Le celle a combustibile a idrogeno sono tra le soluzioni più promettenti per sostituire i combustibili fossili, ma fino a oggi il loro limite è stato il calore estremo necessario per funzionare. Le tradizionali SOFC (celle a combustibile a ossido solido) operano a temperature tra 700 e 800°C, con costi e complessità elevati.
Ora, uno studio pubblicato su Nature Materials segna un cambio di passo: una nuova SOFC sviluppata alla Kyushu University lavora a soli 300°C, meno della metà rispetto agli standard attuali.
Il segreto è nell’elettrolita
Le SOFC convertono direttamente idrogeno in energia e acqua grazie al passaggio di ioni idrogeno positivi (protoni) attraverso un elettrolita ceramico.
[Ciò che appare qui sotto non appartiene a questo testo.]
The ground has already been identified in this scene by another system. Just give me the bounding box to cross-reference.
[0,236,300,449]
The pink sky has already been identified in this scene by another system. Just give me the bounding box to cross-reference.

In genere serve molto calore per garantire la mobilità dei protoni.
Il team giapponese ha modificato la struttura cristallina dell’elettrolita con dopanti chimici e ossidi scelti con precisione. La sfida era aumentare il numero di protoni mobili senza bloccare la “rete stradale” del cristallo, che ne rallenterebbe il passaggio.
I materiali chiave: bario e scandio

Dopo una serie di test, i ricercatori hanno puntato su due composti: stannato di bario e titanato di bario. Dopati con scandio, questi materiali hanno raggiunto prestazioni simili alle SOFC tradizionali, ma a 300°C.
Lo scandio ha creato una sorta di “autostrada molecolare” larga e flessibile, riducendo la barriera al movimento dei protoni. Inoltre, la maggiore morbidezza dei due ossidi ha facilitato l’assorbimento del dopante, migliorando l’efficienza complessiva.
Perché è una svolta per l’energia a idrogeno
Abbassare la temperatura di funzionamento significa tagliare drasticamente i costi dei materiali e aprire la strada a sistemi compatti per uso domestico o aziendale. Secondo il professor Yoshihiro Yamazaki, autore senior dello studio, il lavoro trasforma “un paradosso scientifico in una soluzione pratica” e avvicina l’idrogeno alla diffusione di massa.
Prossimo obiettivo: ancora più efficienza
Anche se 300°C sono ben lontani dalla temperatura ambiente, la riduzione ottenuta è significativa. I ricercatori puntano ora a spingersi ancora più in basso, per rendere le SOFC non solo più economiche, ma anche più versatili nell’integrazione con reti elettriche e sistemi di stoccaggio energetico.